If this is indeed a musical sequence, it is directly reminiscent of the notation found in the Robert ap Huw manuscript, giving the 24 measures of string music used by medieval Welsh harp and crwth players.  Those 24 measures are combinations of alternating sonorities, which contrast moments of tension (O) with moments of resolution (I).  

They serve as foundations for composing music.  They are not tunes in themselves; rather, they provide combinations of varying lengths, which were employed by Welsh harp and crwth students to compose different generes of cerdd dant, or string music, in the late middle ages.  They do not give any specifics, other than indicating points of harmonic change.  Nothing tells us which pitches are to be used, which metre to use, how quickly or how loudly to play the music. 

Crwth player Robert Evans has written an article on binary notation on his Bragod website.  Historical piper Barnaby Brown has articles on binary measures as a shared tradtion between string and pipe music on his Triplepipe website and also on his blog Demystifying Pibroch

Barnaby and I, along with John Donaldson, were involved in a media presentation at Stirling Castle on Wednesday 26th August, which was sponsored by Historic Scotland.  Reporters from radio, television, magazines and newspapers were present, whose articles and broadcasts first appeared from Thursday the 27th August.  During the presentation, Barnaby, John and I each talked about our contributions towards understanding the sequence and its significance. 

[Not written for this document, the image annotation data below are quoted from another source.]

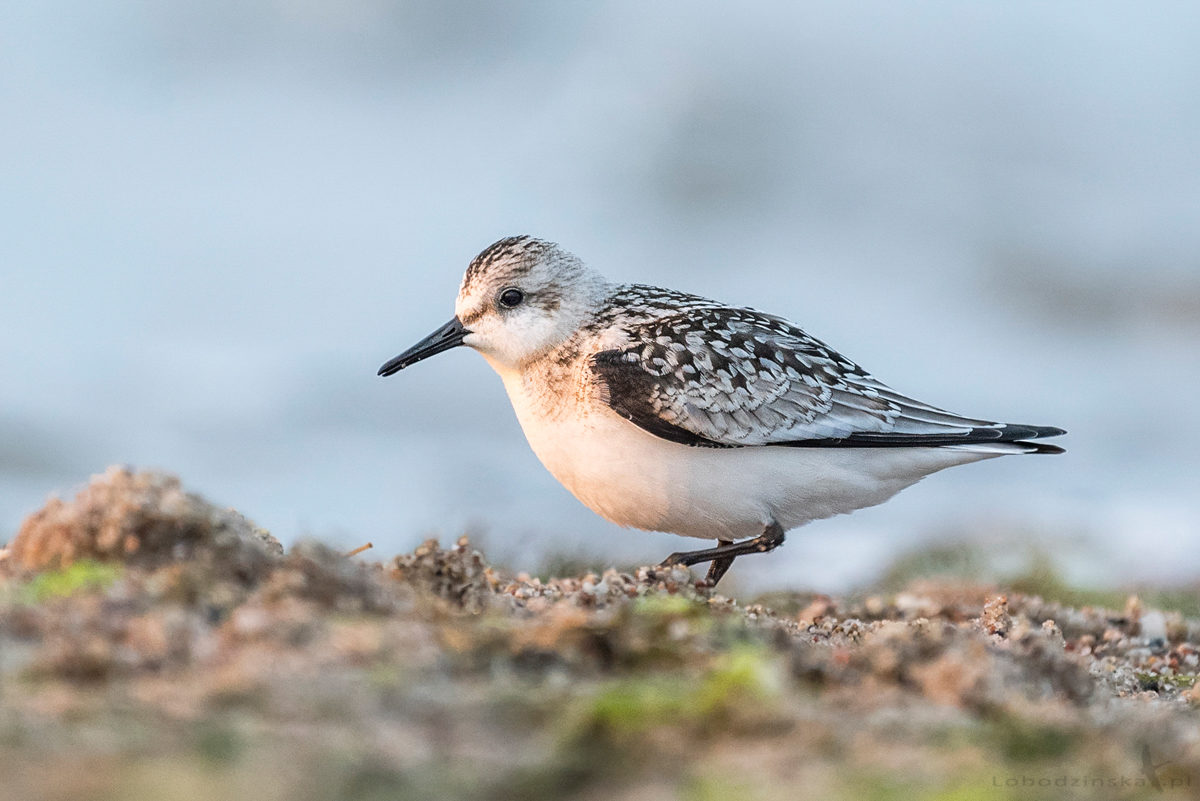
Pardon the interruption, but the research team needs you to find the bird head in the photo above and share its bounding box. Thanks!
[379,236,607,375]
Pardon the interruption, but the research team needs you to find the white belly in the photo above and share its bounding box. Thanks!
[493,365,998,540]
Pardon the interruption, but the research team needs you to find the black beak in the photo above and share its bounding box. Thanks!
[379,317,470,375]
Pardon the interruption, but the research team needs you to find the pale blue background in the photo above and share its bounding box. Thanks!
[0,0,1200,590]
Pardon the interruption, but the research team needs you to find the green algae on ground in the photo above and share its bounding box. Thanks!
[19,559,124,603]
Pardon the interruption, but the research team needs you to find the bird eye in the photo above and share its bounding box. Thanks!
[500,288,524,308]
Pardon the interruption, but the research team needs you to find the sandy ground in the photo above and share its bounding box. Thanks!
[0,469,1200,801]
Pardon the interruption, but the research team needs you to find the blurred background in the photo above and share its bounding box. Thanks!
[0,0,1200,591]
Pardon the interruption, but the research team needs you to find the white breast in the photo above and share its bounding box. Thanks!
[488,352,998,540]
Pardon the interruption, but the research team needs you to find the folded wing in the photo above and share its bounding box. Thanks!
[590,305,1063,450]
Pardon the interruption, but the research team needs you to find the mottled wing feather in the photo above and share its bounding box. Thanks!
[590,299,1056,447]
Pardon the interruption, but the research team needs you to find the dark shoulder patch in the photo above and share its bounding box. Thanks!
[589,350,737,447]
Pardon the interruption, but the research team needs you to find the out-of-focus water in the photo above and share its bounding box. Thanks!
[0,0,1200,590]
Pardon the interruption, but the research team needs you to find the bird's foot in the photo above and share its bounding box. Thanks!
[659,523,784,588]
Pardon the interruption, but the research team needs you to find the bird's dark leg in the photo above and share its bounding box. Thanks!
[704,540,734,586]
[659,523,784,585]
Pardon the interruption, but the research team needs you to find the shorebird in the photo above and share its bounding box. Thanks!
[379,236,1066,585]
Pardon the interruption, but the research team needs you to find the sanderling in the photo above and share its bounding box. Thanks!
[379,236,1064,585]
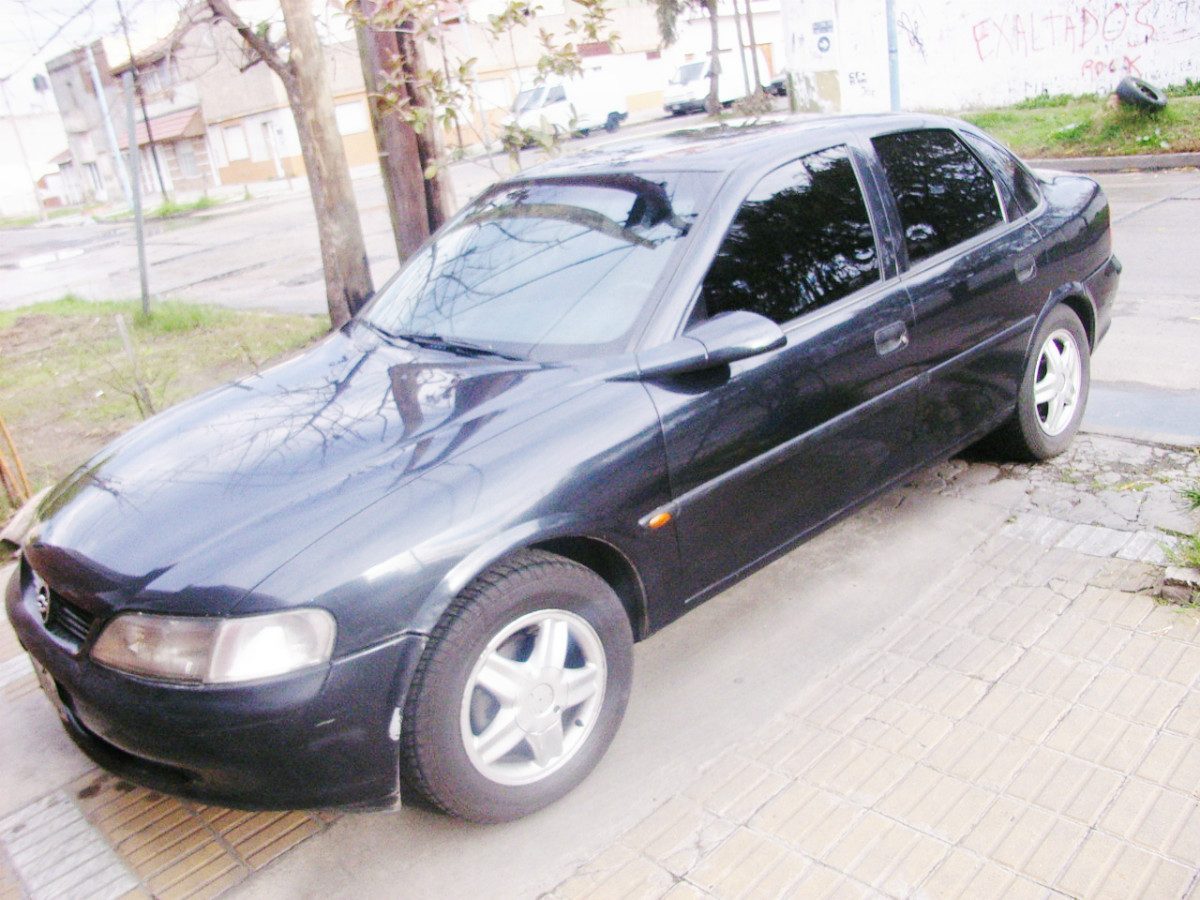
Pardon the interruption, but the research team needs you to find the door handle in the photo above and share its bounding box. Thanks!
[875,322,908,356]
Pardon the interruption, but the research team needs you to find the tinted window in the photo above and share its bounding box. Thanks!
[964,133,1042,218]
[871,130,1004,263]
[365,174,709,358]
[702,146,880,323]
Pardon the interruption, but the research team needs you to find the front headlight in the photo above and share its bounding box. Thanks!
[91,610,337,684]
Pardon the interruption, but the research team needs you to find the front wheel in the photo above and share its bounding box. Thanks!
[401,551,632,822]
[1002,306,1091,460]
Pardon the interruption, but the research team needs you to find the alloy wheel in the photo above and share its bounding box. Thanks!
[1033,329,1084,437]
[460,610,607,785]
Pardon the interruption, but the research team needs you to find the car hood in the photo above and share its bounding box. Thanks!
[26,326,586,614]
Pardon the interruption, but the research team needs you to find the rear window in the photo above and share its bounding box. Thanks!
[871,128,1004,263]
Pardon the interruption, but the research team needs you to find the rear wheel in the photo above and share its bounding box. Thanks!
[401,551,632,822]
[998,306,1091,460]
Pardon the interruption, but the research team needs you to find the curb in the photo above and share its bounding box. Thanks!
[1025,154,1200,172]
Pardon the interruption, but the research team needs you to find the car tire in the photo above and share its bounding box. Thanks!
[401,551,634,823]
[996,305,1091,461]
[1116,76,1166,113]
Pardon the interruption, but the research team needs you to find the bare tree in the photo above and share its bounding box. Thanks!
[208,0,372,328]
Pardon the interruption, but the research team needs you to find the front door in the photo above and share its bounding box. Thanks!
[648,146,912,596]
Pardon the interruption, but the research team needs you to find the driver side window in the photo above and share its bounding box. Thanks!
[692,146,880,324]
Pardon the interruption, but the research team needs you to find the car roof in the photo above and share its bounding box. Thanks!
[512,113,962,180]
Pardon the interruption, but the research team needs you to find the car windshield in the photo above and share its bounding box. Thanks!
[512,86,546,115]
[364,173,710,359]
[674,61,704,84]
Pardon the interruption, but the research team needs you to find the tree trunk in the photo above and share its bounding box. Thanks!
[280,0,372,328]
[704,0,721,115]
[396,29,454,232]
[358,7,436,256]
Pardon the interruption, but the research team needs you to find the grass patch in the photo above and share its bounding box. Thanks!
[1166,78,1200,97]
[1180,481,1200,509]
[0,295,329,522]
[962,96,1200,157]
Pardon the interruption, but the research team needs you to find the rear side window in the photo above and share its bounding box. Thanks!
[962,132,1042,218]
[871,128,1004,263]
[701,146,880,324]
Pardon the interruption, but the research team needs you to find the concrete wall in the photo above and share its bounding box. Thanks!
[784,0,1200,112]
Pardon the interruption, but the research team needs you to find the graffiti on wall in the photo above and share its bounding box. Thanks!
[970,0,1200,79]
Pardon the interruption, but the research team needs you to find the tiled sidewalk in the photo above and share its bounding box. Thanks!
[552,528,1200,900]
[0,437,1200,900]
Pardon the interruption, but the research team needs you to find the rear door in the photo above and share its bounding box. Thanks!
[647,145,912,595]
[871,128,1040,457]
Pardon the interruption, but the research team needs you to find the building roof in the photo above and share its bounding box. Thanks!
[118,107,204,150]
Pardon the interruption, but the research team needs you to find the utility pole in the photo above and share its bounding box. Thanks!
[84,44,133,203]
[458,0,492,150]
[886,0,900,113]
[116,0,168,200]
[433,7,464,151]
[731,0,750,97]
[746,0,762,88]
[122,71,150,318]
[0,78,46,222]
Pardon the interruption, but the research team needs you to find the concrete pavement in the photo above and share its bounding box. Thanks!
[0,437,1200,900]
[548,439,1200,900]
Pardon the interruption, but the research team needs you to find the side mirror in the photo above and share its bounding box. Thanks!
[637,310,787,378]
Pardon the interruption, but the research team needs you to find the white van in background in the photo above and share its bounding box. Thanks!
[510,78,629,134]
[662,49,770,115]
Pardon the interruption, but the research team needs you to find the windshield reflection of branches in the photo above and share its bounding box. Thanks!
[367,174,692,354]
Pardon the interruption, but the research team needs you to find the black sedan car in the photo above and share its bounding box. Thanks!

Barnaby and I presented a realisation of the sequence -- only one such interpretation amongst an infinite number of possibilities -- for voice and clarsach and also for clarsach solo.  Barnaby sings vocables, used in the manner of teaching pipe music, known as canntaireachd.  

Click to download a transcription of the sequence.

To create a performable piece of music, we needed to make decisions, and we chose to use a G mixolydian scale, with the resolution (I) being G and the tension (O) being F.  We chose to interpret the II as a decorated I.  Of course there are many possibilities for what this II may mean, including being an extended I, a sub-dominant harmony, or a phrase separator.  Click to hear a composition based on the shifting tonalities.  

Historic Scotland issued an initial press release.  The BBC News gives the best coverage, and also includes an audio clip of the voice and clarsach version.   A video produced for the US daytime TV programme Good Morning America for some reason likened it to the blockbuster novel and film “The Da Vinci Code”.  Newpapers and magazines which carried articles include the Times, Scotsman, Telegraph, Daily Mail (depressingly titling it "Da Tinkey Code"), and BBC Music Magazine.